Sur les frais du litige :
12. Les dispositions de l’article L. 761-1 du code de justice administrative font obstacle à ce que soit mise à la charge de l’Etat, qui n’est pas la partie perdante dans la présente instance, la somme que la société requérante demande au titre des frais exposés et non compris dans les dépens.
D E C I D E :
Article 1er : La requête de la SAS Corse application des énergies est rejetée.
Article 2 : Le présent jugement sera notifié à la SAS Corse application des énergies et au préfet de Corse, préfet de la Corse-du-Sud.
Copie en sera adressée à la direction régionale de l’économie, de l’emploi, du travail et des solidarités de Corse.

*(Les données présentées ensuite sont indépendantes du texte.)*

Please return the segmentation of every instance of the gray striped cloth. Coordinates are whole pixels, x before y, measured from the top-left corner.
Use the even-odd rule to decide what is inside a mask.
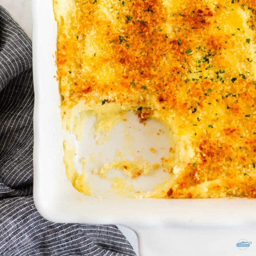
[[[0,6],[0,255],[135,256],[114,225],[53,223],[35,209],[31,42]]]

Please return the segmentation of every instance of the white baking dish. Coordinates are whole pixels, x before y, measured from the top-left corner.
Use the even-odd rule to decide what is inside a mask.
[[[132,227],[137,234],[144,230],[143,227],[150,226],[160,229],[173,224],[205,227],[256,223],[255,200],[118,197],[101,200],[84,196],[74,189],[67,179],[63,162],[60,99],[58,82],[54,78],[57,69],[57,28],[52,0],[34,0],[32,13],[34,198],[37,208],[44,218],[58,222],[122,224]],[[144,256],[146,254],[143,254],[143,250],[147,246],[141,243],[147,241],[143,239],[143,234],[138,234]]]

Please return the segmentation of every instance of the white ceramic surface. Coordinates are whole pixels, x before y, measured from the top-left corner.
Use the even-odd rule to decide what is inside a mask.
[[[181,255],[190,252],[203,255],[210,248],[212,251],[225,252],[221,255],[236,255],[240,252],[235,244],[243,236],[253,239],[256,244],[256,236],[249,228],[256,226],[256,200],[101,200],[84,196],[74,189],[66,176],[63,164],[60,99],[58,83],[53,78],[57,28],[52,1],[34,0],[32,10],[34,196],[42,215],[57,222],[114,223],[132,227],[139,236],[141,256]],[[227,245],[223,245],[224,238],[229,241]],[[212,242],[217,245],[209,247]],[[197,249],[198,243],[202,249]],[[255,252],[252,245],[246,254]]]

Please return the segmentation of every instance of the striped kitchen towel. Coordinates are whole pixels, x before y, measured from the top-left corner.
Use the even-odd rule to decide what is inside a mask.
[[[32,195],[31,42],[0,6],[0,255],[134,255],[114,225],[44,219]]]

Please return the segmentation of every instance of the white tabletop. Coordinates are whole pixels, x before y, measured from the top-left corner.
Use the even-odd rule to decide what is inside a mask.
[[[7,10],[32,39],[31,2],[31,0],[0,0],[0,5]],[[134,232],[125,228],[121,229],[137,251]],[[217,254],[220,256],[255,255],[256,229],[255,223],[248,223],[243,227],[235,225],[229,227],[177,225],[161,229],[150,227],[136,228],[139,230],[139,241],[143,245],[141,248],[141,256],[182,256],[189,254],[208,256]],[[242,239],[252,242],[246,250],[241,250],[236,246],[236,244]]]

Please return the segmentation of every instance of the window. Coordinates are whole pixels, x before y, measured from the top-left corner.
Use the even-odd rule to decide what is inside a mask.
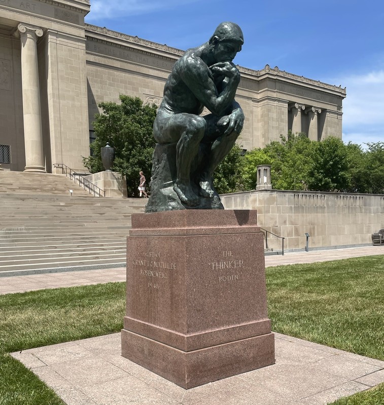
[[[0,145],[0,163],[11,163],[11,147]]]

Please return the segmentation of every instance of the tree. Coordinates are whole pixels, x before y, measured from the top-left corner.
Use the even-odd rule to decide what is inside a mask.
[[[214,186],[219,194],[233,193],[244,189],[242,184],[242,150],[235,144],[214,173]]]
[[[243,183],[246,189],[255,189],[257,167],[271,165],[271,182],[279,190],[307,189],[307,174],[312,161],[311,142],[304,134],[288,132],[281,135],[281,142],[274,141],[263,149],[246,153]]]
[[[143,105],[138,97],[121,94],[119,98],[119,104],[99,104],[102,112],[96,115],[93,123],[96,138],[91,145],[93,154],[83,158],[83,162],[91,173],[103,170],[100,148],[109,142],[116,151],[112,170],[125,176],[128,195],[133,196],[138,195],[140,170],[149,182],[156,145],[153,126],[157,107]]]
[[[313,144],[313,158],[308,173],[308,189],[345,191],[350,188],[346,146],[338,138],[329,137]]]
[[[272,159],[261,148],[247,151],[244,156],[242,183],[245,190],[256,188],[257,167],[261,165],[271,165]]]
[[[83,157],[83,163],[91,173],[103,171],[100,148],[109,142],[116,150],[112,170],[125,176],[128,196],[137,196],[139,171],[144,172],[148,183],[151,177],[157,107],[154,104],[143,105],[138,97],[121,94],[119,98],[119,104],[99,104],[102,112],[96,115],[93,123],[96,138],[91,145],[92,155]],[[214,173],[214,185],[219,193],[242,189],[241,152],[235,145]]]
[[[308,189],[308,173],[312,159],[313,143],[304,133],[288,132],[281,135],[281,142],[272,142],[265,146],[272,159],[271,182],[278,190]]]
[[[367,193],[384,194],[384,142],[368,142],[364,173]]]

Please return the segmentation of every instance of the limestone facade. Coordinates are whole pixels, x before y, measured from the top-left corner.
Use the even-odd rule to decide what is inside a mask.
[[[285,238],[285,248],[370,245],[371,234],[384,228],[384,195],[260,190],[221,196],[226,209],[255,209],[258,224]],[[281,250],[281,239],[268,246]]]
[[[84,171],[99,103],[121,93],[160,103],[183,51],[86,24],[90,7],[89,0],[0,0],[0,149],[10,151],[4,169],[51,172],[63,163]],[[268,65],[239,69],[243,149],[289,130],[341,137],[345,89]]]

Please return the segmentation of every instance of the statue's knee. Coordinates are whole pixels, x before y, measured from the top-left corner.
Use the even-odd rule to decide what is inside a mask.
[[[201,134],[204,135],[206,128],[205,120],[199,115],[196,115],[191,119],[189,123],[190,130],[194,134]]]

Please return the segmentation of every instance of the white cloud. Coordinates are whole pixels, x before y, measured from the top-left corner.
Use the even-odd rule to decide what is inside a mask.
[[[183,4],[200,0],[183,0]],[[88,22],[145,14],[159,10],[180,7],[180,0],[92,0],[91,12],[86,17]]]
[[[384,70],[336,80],[346,86],[343,102],[343,140],[359,144],[384,141]]]

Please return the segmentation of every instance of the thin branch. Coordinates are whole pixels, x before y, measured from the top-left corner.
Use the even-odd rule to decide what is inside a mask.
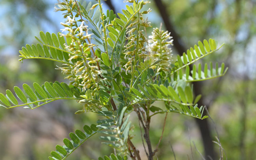
[[[167,118],[167,114],[168,112],[166,112],[166,114],[165,114],[165,120],[163,122],[163,131],[162,131],[162,134],[161,135],[161,136],[160,137],[160,139],[159,140],[159,141],[158,141],[158,143],[157,144],[157,145],[156,145],[156,149],[155,151],[154,151],[154,153],[153,153],[154,155],[155,155],[156,152],[158,151],[158,147],[159,146],[159,145],[160,144],[160,143],[161,142],[161,140],[162,140],[162,139],[163,138],[163,131],[165,130],[165,123],[166,122],[166,118]],[[175,156],[175,155],[174,155]]]
[[[208,111],[208,110],[207,109],[207,107],[206,107],[206,106],[204,106],[204,108],[205,109],[205,110],[206,111],[206,112],[207,112],[207,114],[208,114],[208,116],[209,118],[211,119],[211,122],[212,122],[213,125],[213,127],[214,127],[214,129],[215,130],[215,131],[216,131],[216,132],[217,134],[217,137],[216,137],[217,140],[218,141],[219,143],[219,152],[220,152],[220,158],[221,158],[221,160],[223,160],[223,156],[222,156],[222,151],[224,151],[224,152],[226,153],[226,152],[225,151],[225,150],[224,150],[224,149],[222,147],[222,145],[221,145],[221,142],[220,141],[220,137],[219,137],[219,132],[218,132],[218,131],[217,130],[217,128],[216,127],[216,125],[215,124],[215,123],[214,123],[214,121],[213,121],[213,120],[211,118],[211,116],[210,116],[210,114],[209,113],[209,112]],[[213,142],[214,142],[214,141]],[[226,160],[227,160],[227,157],[226,156]]]
[[[81,14],[81,12],[80,12],[80,9],[79,9],[79,6],[78,6],[78,4],[77,4],[77,2],[76,2],[76,0],[75,0],[75,2],[76,2],[76,6],[77,6],[77,8],[78,8],[78,13],[79,14],[79,15],[80,16],[80,18],[81,18],[81,20],[82,20],[83,21],[85,21],[85,20],[84,20],[83,19],[83,17],[82,17],[82,15]],[[89,39],[89,38],[87,38],[86,39],[87,39],[87,40],[88,40],[88,42],[89,44],[91,44],[91,41],[90,40],[90,39]],[[96,57],[96,58],[97,59],[98,57],[97,57],[97,56],[96,55],[95,53],[95,52],[94,51],[94,50],[93,49],[93,48],[92,47],[91,47],[91,49],[92,49],[92,50],[93,51],[93,55],[94,55],[94,57]],[[99,70],[100,70],[100,65],[99,64],[99,63],[98,61],[97,61],[97,66],[98,66],[98,68]]]
[[[171,142],[169,142],[170,143],[170,145],[171,145],[171,148],[172,149],[172,151],[173,151],[173,156],[174,156],[174,159],[175,160],[176,160],[176,156],[175,156],[175,153],[174,153],[174,150],[173,150],[173,145],[171,143]]]
[[[200,154],[200,156],[201,156],[201,157],[202,157],[202,159],[203,160],[206,160],[205,159],[205,158],[204,158],[204,156],[203,156],[203,155],[202,154],[202,153],[200,153],[200,152],[197,149],[197,147],[196,146],[196,145],[195,145],[195,142],[194,142],[194,141],[193,141],[192,142],[193,142],[193,144],[194,144],[194,146],[195,146],[195,148],[197,150],[197,152],[198,152],[198,153],[199,154]]]
[[[141,130],[141,140],[142,140],[142,144],[143,144],[143,147],[144,148],[144,151],[145,151],[145,153],[146,154],[147,154],[147,156],[148,158],[148,153],[147,151],[147,149],[146,149],[146,147],[145,147],[145,144],[144,144],[144,138],[143,138],[143,136],[142,136],[142,131],[141,130],[141,122],[139,121],[139,129]]]
[[[136,147],[134,146],[134,145],[132,143],[131,140],[130,139],[130,137],[128,137],[128,139],[127,139],[127,143],[128,144],[132,147],[132,149],[134,153],[134,155],[137,157],[137,160],[141,160],[141,156],[139,155],[139,151],[137,149],[136,149]]]
[[[189,133],[189,145],[190,145],[190,151],[191,151],[191,156],[192,156],[192,160],[194,160],[194,157],[193,156],[193,151],[192,149],[192,145],[191,145],[191,137],[190,137],[190,131],[189,130],[189,128],[188,129],[188,133]]]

Délibéré après l’audience du 20 juin 2025, à laquelle siégeaient :
Mme Baux, présidente,
Mme Zerdoud, conseillère,
M. Samson, conseiller.
Rendu public par mise à disposition au greffe le 4 juillet 2025.
La présidente,
signé
A. Baux
Le rapporteur,
signé
I. Samson
La greffière,
signé
H. Celik
La République mande et ordonne au préfet de Corse, préfet de la Corse-du-Sud, en ce qui la concerne ou à tous commissaires de justice à ce requis en ce qui concerne les voies de droit commun, contre les parties privées, de pourvoir à l’exécution de la présente décision.